Lesson 5 — The gate catches real product bugs¶

r6-openclaw and r7-hermes both surfaced ai-memory-mcp#318 — MCP stdio writes don't trigger federation fanout. The gate's job is exactly this: to refuse to run scenarios when the substrate has gaps. F2b (non-gating in v1.2.0) correctly reports this bug on every dispatch while F2a (HTTP substrate, gating) passes — making the dashboard tell the honest story without halting CI.

Lesson 6 — `jq '// empty'` treats `false` as null¶

A subtle bug in the HTML generator: jq '.pass // empty' returned empty string when .pass: false because jq's // treats false as the null-alternative. Fix: jq 'if .pass == null then empty else .pass end'. This made r6-openclaw render "UNKNOWN" instead of "FAIL" on the dashboard. [Commit chain around e30586f].

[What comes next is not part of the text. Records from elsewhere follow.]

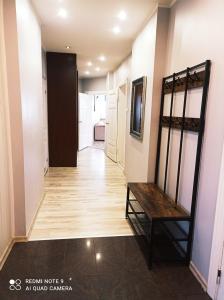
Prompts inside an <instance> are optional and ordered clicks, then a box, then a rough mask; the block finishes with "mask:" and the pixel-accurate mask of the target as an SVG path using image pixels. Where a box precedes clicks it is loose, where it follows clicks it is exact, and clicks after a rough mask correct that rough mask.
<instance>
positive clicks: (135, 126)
mask: <svg viewBox="0 0 224 300" xmlns="http://www.w3.org/2000/svg"><path fill="white" fill-rule="evenodd" d="M145 97H146V77H141V78H138V79H136V80H134V81H133V82H132V96H131V126H130V134H131V135H132V136H133V137H135V138H136V139H138V140H142V139H143V132H144V119H145Z"/></svg>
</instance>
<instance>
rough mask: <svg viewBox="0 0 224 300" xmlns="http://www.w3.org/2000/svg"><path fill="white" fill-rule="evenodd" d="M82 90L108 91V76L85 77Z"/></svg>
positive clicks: (85, 92)
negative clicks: (86, 77) (107, 81)
mask: <svg viewBox="0 0 224 300" xmlns="http://www.w3.org/2000/svg"><path fill="white" fill-rule="evenodd" d="M81 87H82V92H83V93H86V92H90V91H106V76H103V77H96V78H83V79H82V80H81Z"/></svg>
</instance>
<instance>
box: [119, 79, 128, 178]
mask: <svg viewBox="0 0 224 300" xmlns="http://www.w3.org/2000/svg"><path fill="white" fill-rule="evenodd" d="M123 87H125V114H124V117H125V135H124V139H125V149H124V167H122V166H121V165H120V164H119V163H118V166H119V167H120V168H121V169H122V171H123V172H124V174H125V168H126V134H127V112H128V79H126V80H125V81H124V82H123V83H121V84H120V85H119V86H118V88H117V101H119V90H120V89H122V88H123ZM118 125H119V124H118V103H117V128H119V126H118ZM117 151H118V130H117Z"/></svg>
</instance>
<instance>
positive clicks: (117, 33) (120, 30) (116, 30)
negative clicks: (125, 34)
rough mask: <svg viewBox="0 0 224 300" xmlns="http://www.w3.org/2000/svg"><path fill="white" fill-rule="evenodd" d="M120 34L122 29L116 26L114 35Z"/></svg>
mask: <svg viewBox="0 0 224 300" xmlns="http://www.w3.org/2000/svg"><path fill="white" fill-rule="evenodd" d="M120 32H121V29H120V27H119V26H114V28H113V33H114V34H118V33H120Z"/></svg>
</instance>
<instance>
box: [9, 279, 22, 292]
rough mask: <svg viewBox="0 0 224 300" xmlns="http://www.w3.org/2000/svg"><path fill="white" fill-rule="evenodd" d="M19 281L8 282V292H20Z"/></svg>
mask: <svg viewBox="0 0 224 300" xmlns="http://www.w3.org/2000/svg"><path fill="white" fill-rule="evenodd" d="M21 283H22V282H21V280H20V279H10V280H9V289H10V291H20V290H21V288H22V286H21Z"/></svg>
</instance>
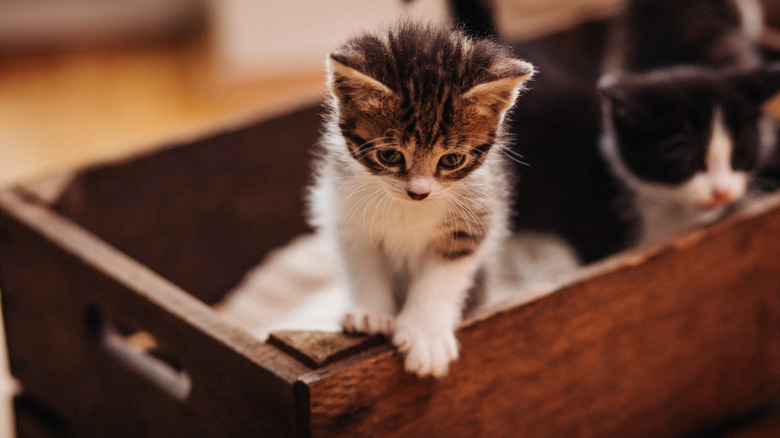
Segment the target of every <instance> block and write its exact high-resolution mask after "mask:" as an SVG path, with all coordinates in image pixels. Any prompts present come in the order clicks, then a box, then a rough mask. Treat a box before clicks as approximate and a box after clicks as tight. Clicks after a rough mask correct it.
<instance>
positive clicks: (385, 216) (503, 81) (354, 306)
mask: <svg viewBox="0 0 780 438" xmlns="http://www.w3.org/2000/svg"><path fill="white" fill-rule="evenodd" d="M327 67H328V85H329V87H330V93H331V99H330V102H329V106H330V113H329V115H328V116H327V117H326V132H325V134H324V136H323V139H322V155H321V157H320V160H319V162H318V164H317V169H316V181H315V184H314V186H313V187H312V189H311V193H310V197H309V200H310V221H311V223H312V225H313V226H314V227H315V228H316V229H317V230H318V232H320V233H323V235H325V236H326V237H328V238H330V239H332V241H333V243H334V244H335V247H336V249H337V254H338V255H339V258H340V260H339V261H340V267H341V271H342V274H343V278H344V280H345V283H346V287H347V288H348V289H349V292H350V293H351V296H352V300H353V304H354V307H353V310H352V311H351V312H349V313H347V315H345V317H344V318H343V321H342V326H343V328H344V330H345V331H347V332H358V333H368V334H373V333H381V334H383V335H387V336H389V337H392V342H393V344H395V345H396V346H397V347H398V349H399V350H400V351H401V352H403V353H405V354H406V359H405V368H406V369H407V370H408V371H410V372H414V373H416V374H418V375H420V376H425V375H433V376H443V375H445V374H446V373H447V371H448V365H449V363H450V362H451V361H452V360H454V359H456V358H457V356H458V346H457V341H456V339H455V335H454V330H455V328H456V326H457V324H458V323H459V322H460V320H461V317H462V312H463V311H464V306H465V302H466V299H467V297H468V294H469V292H470V290H472V289H473V288H475V287H477V286H479V284H478V283H480V280H481V279H483V278H484V277H485V276H486V275H488V272H487V271H488V268H489V267H490V266H489V265H490V263H489V262H488V260H489V258H490V257H491V255H492V254H493V253H494V252H495V250H496V248H497V247H498V244H499V242H500V240H501V239H502V238H503V237H504V236H505V234H506V233H507V226H508V217H509V207H510V205H509V204H510V201H509V187H510V171H509V169H508V168H507V166H505V157H504V156H503V154H502V151H501V149H503V148H504V146H505V143H506V133H505V129H504V119H505V116H506V113H507V111H508V110H509V109H510V108H511V107H512V105H513V104H514V102H515V99H516V97H517V96H518V93H519V92H520V90H521V89H522V86H523V83H524V82H525V81H527V80H528V79H529V78H530V77H531V75H532V74H533V66H532V65H531V64H529V63H527V62H524V61H522V60H520V59H517V58H516V57H515V56H514V55H513V54H512V52H511V51H510V50H509V49H507V48H505V47H503V46H500V45H498V44H496V43H493V42H489V41H482V40H474V39H471V38H468V37H466V36H464V35H463V34H462V33H461V32H459V31H457V30H453V29H450V28H440V27H434V26H433V25H422V24H417V23H413V22H403V23H401V24H399V25H396V26H395V27H393V28H391V29H389V30H387V31H386V32H381V33H374V34H372V33H366V34H363V35H360V36H357V37H355V38H353V39H351V40H349V41H348V42H347V43H346V44H344V45H343V46H341V47H339V48H338V49H336V50H335V51H333V52H332V53H331V54H330V56H329V57H328V58H327Z"/></svg>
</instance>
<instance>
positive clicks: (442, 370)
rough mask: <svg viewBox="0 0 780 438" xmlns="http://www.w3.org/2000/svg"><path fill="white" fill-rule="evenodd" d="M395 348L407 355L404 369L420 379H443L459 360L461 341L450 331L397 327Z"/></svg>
mask: <svg viewBox="0 0 780 438" xmlns="http://www.w3.org/2000/svg"><path fill="white" fill-rule="evenodd" d="M393 344H395V345H396V347H398V350H399V351H400V352H402V353H404V354H406V360H405V362H404V368H405V369H406V371H407V372H410V373H415V374H417V375H418V376H420V377H425V376H433V377H444V376H446V375H447V371H448V370H449V364H450V362H452V361H454V360H455V359H457V358H458V341H457V340H456V339H455V334H454V333H453V332H452V331H451V330H441V331H431V330H425V329H421V328H419V327H415V326H414V325H408V324H397V327H396V331H395V335H394V336H393Z"/></svg>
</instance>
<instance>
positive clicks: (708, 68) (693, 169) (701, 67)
mask: <svg viewBox="0 0 780 438" xmlns="http://www.w3.org/2000/svg"><path fill="white" fill-rule="evenodd" d="M760 27H761V8H760V5H759V4H758V2H757V1H756V0H686V1H678V0H629V1H628V2H627V3H626V4H625V8H624V10H623V12H622V14H621V15H620V16H619V17H618V18H617V20H616V22H615V26H614V28H613V31H612V35H611V41H610V45H609V47H608V50H607V54H606V59H607V65H606V69H607V70H606V71H607V74H606V75H605V76H604V77H603V78H602V81H601V83H600V88H601V90H602V94H603V96H604V104H605V109H604V135H603V136H602V139H601V150H602V152H603V153H604V154H605V156H606V157H607V158H608V159H609V161H610V163H611V164H612V170H613V171H614V172H615V174H616V176H617V177H618V178H620V179H621V180H623V181H624V183H625V184H626V185H627V186H628V187H629V188H630V189H631V191H632V192H633V193H634V196H635V203H636V205H637V210H638V212H639V215H640V220H641V224H640V229H639V236H638V237H639V241H640V242H647V241H654V240H658V239H660V238H663V237H665V236H668V235H670V234H673V233H675V232H678V231H681V230H684V229H687V228H690V227H692V226H696V225H701V224H706V223H709V222H712V221H713V220H715V219H717V218H719V217H722V216H723V214H724V213H725V212H726V211H727V210H728V209H729V208H730V206H731V205H732V204H734V203H736V202H738V201H740V200H741V199H742V198H743V197H744V195H745V194H746V193H747V192H748V187H749V184H750V182H751V180H752V179H753V177H754V175H755V173H756V172H757V170H758V169H760V167H761V166H762V165H763V164H764V163H766V162H767V161H768V159H769V158H770V157H771V155H772V154H773V153H774V150H775V143H776V141H777V140H776V133H775V131H776V128H775V126H774V124H773V123H772V121H771V120H770V119H769V117H768V116H766V115H764V114H762V112H761V106H762V104H763V103H764V102H765V101H766V100H767V99H769V98H770V97H771V96H772V94H773V93H774V92H775V91H776V90H777V88H776V86H775V85H774V84H773V82H776V79H775V78H776V76H777V73H776V72H772V70H773V69H771V68H770V69H768V70H767V71H760V70H761V64H762V59H761V55H760V53H759V50H758V48H757V47H756V45H755V41H754V40H755V38H756V37H757V35H758V33H760ZM774 70H776V69H774ZM757 88H763V91H762V92H761V93H754V92H753V90H754V89H757Z"/></svg>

Lesson 7 — VPC CIDR partitioning is mandatory for concurrent dispatch¶

Running both groups simultaneously requires distinct CIDRs; otherwise terraform race-conditions on VPC creation. local.vpc_cidr partitions to 10.251.0.0/24 (openclaw) vs 10.252.0.0/24 (hermes). [Commit 82d9fe2].

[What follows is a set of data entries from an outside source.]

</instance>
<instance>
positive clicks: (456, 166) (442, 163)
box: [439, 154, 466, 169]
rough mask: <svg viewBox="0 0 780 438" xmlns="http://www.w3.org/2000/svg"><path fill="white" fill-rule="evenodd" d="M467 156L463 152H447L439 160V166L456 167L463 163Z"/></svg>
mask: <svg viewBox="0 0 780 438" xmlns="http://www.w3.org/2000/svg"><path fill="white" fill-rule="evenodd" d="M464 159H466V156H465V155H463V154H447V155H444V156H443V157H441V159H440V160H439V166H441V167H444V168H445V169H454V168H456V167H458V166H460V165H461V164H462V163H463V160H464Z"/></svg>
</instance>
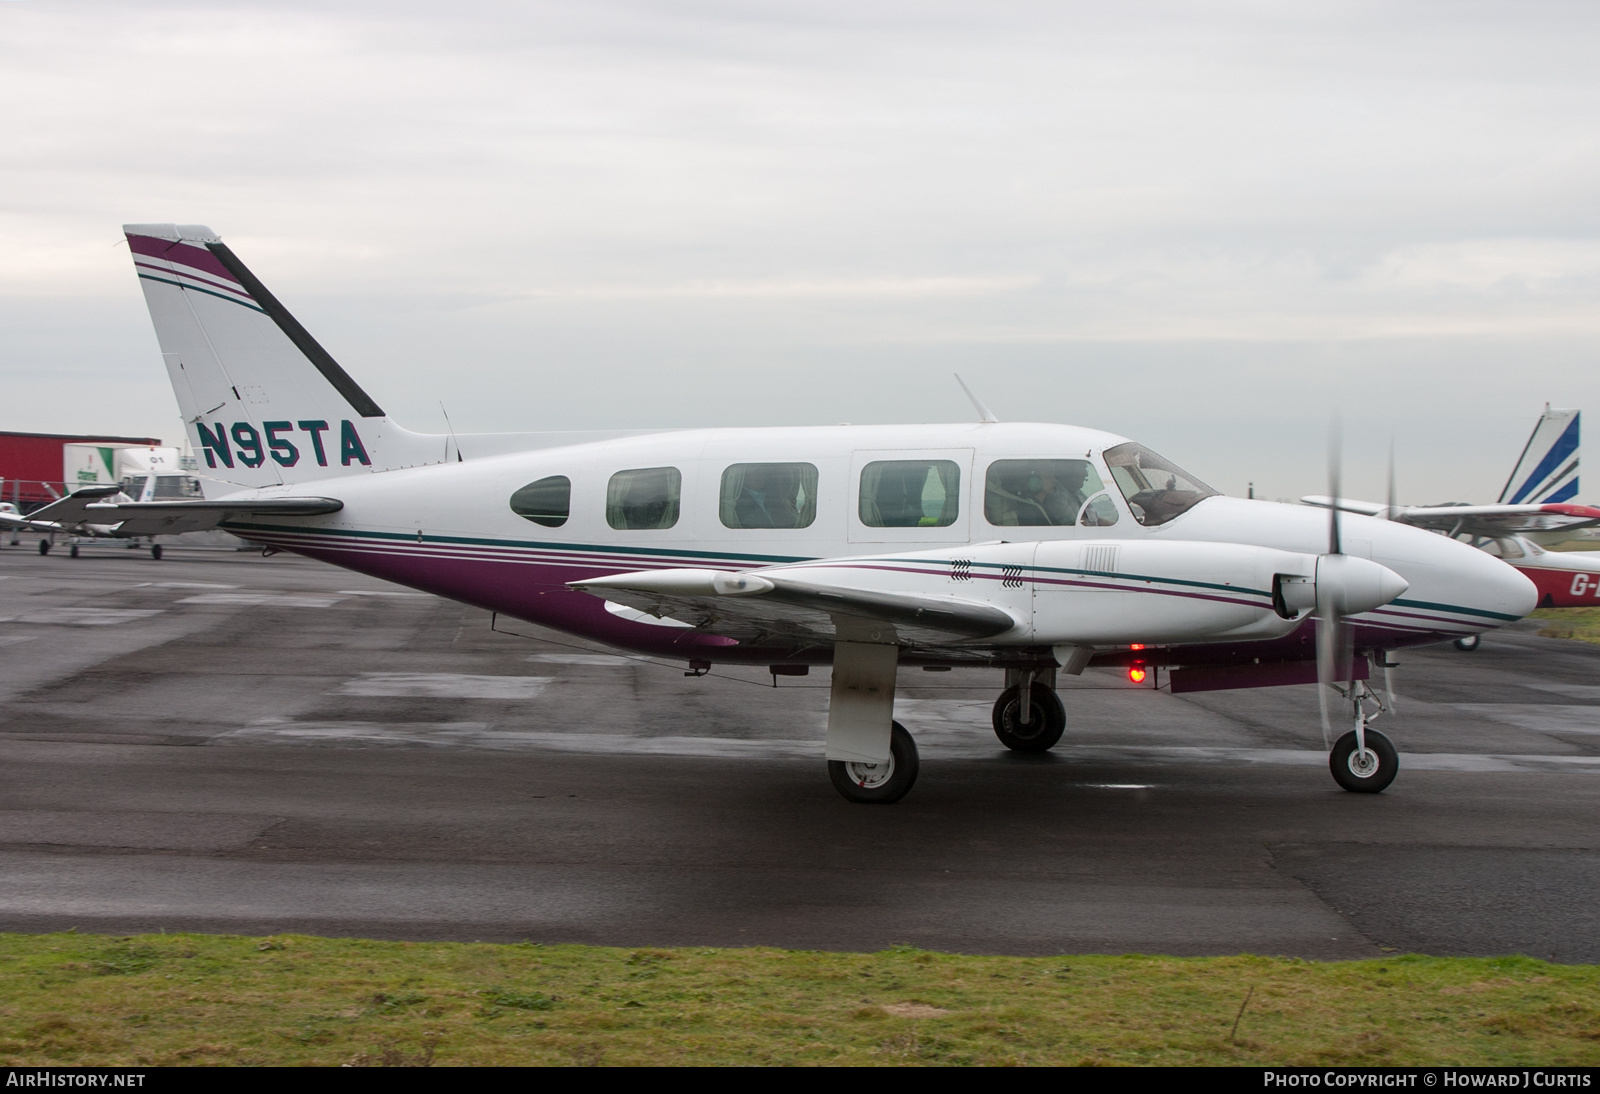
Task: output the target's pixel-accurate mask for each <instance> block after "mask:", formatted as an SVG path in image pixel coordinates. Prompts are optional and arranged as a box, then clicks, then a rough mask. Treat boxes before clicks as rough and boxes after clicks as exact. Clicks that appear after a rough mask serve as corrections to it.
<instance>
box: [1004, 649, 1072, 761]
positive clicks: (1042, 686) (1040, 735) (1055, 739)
mask: <svg viewBox="0 0 1600 1094" xmlns="http://www.w3.org/2000/svg"><path fill="white" fill-rule="evenodd" d="M1054 685H1056V673H1054V670H1035V669H1011V670H1006V688H1005V691H1002V693H1000V697H998V699H995V709H994V715H992V720H994V726H995V736H997V737H1000V744H1003V745H1005V747H1006V749H1010V750H1011V752H1050V750H1051V749H1054V747H1056V742H1058V741H1061V734H1062V733H1064V731H1066V728H1067V709H1066V707H1064V705H1062V704H1061V696H1058V694H1056V686H1054ZM1024 694H1026V696H1027V697H1029V701H1027V702H1022V696H1024Z"/></svg>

Lesson 8 — UFW on Ubuntu 24.04 is default-on and must be hard-disabled¶

Ship-gate r21/r23 lesson, re-confirmed here: Ubuntu 24.04 ships UFW enabled and configured, interfering with loopback + intra-VPC traffic the federation mesh needs. setup_node.sh does ufw --force reset && ufw --force disable twice (reset re-enables on some UFW builds), then iptables -P ACCEPT + iptables -F, then baseline-level verification with exit 3 on failure. Same belt-and-suspenders pattern as the secret redaction.

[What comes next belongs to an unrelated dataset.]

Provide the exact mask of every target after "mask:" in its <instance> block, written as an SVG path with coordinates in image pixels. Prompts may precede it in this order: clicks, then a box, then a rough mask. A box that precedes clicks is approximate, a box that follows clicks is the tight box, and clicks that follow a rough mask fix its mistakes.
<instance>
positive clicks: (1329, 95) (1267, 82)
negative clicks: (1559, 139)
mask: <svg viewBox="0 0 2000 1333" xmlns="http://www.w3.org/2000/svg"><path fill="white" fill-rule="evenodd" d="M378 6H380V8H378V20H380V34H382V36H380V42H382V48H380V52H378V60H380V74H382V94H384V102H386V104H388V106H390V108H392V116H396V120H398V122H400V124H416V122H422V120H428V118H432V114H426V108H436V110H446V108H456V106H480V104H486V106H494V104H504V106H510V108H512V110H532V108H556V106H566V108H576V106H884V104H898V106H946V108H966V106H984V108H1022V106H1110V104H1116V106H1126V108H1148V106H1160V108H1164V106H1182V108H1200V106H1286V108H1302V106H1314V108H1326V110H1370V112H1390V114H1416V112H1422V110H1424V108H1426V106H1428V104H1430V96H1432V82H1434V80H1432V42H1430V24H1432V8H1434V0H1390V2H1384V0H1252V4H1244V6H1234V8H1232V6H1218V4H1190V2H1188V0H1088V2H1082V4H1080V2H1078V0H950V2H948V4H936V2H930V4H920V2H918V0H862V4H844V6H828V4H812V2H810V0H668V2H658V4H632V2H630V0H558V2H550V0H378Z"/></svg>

Lesson 9 — "Absolutely truthful reporting" is a code contract¶

Every scenario emits a JSON verdict BEFORE the exit code is set. Every failure lists specific reasons. Every attestation is computed from live droplet state, never from config intent. The dashboard renders what the JSON says, not what we wish it said. testbook.md §4.4 + baseline.md §8.

Forward-looking (not yet surfaced, documented for completeness)¶

Expected future incidents and their mitigations:

xAI rate limiting under S4 burst: scenario 4 writes 90 rows in ~5s with 3 agents. If xAI throttles the agent CLIs, F2b will fail cleanly (60s timeout). S4 itself doesn't use xAI — it's HTTP-direct — so rate limits don't block the scenario. Baseline attestation captures the issue as F2b red while S4 passes.
DO region capacity: a specific region running out of droplet capacity would fail terraform apply at step 3. region is a workflow input; operators can switch to sfo3, ams3, etc.
ai-memory v0.6.0 EOL: when v0.6.0.1 ships with the #318 fix, the workflow's ai_memory_git_ref default bumps to v0.6.0.1 + F2b moves from "attestation-only" to "gates baseline" (minor spec bump per baseline.md §12).
openclaw post-install wizard change: future openclaw releases may change the post-install behavior (could fail in a new way OR finally work headless). The drift-capture in framework_version attestation field would surface the version that's running.
Hermes breaking change on main ref: we pin the install script URL to main branch (unpinned at tag level — documented gap). A future hermes main could change the install surface. HERMES_INSTALL_REF env override exists to pin to a specific tag once upstream ships a stable release tag.

Change log of this document¶

2026-04-21 — initial authoring after r12 dispatch. Captures r2–r11 full post-mortem.

Future entries go at the top; keep the table at the top sorted newest-first once r12+ land.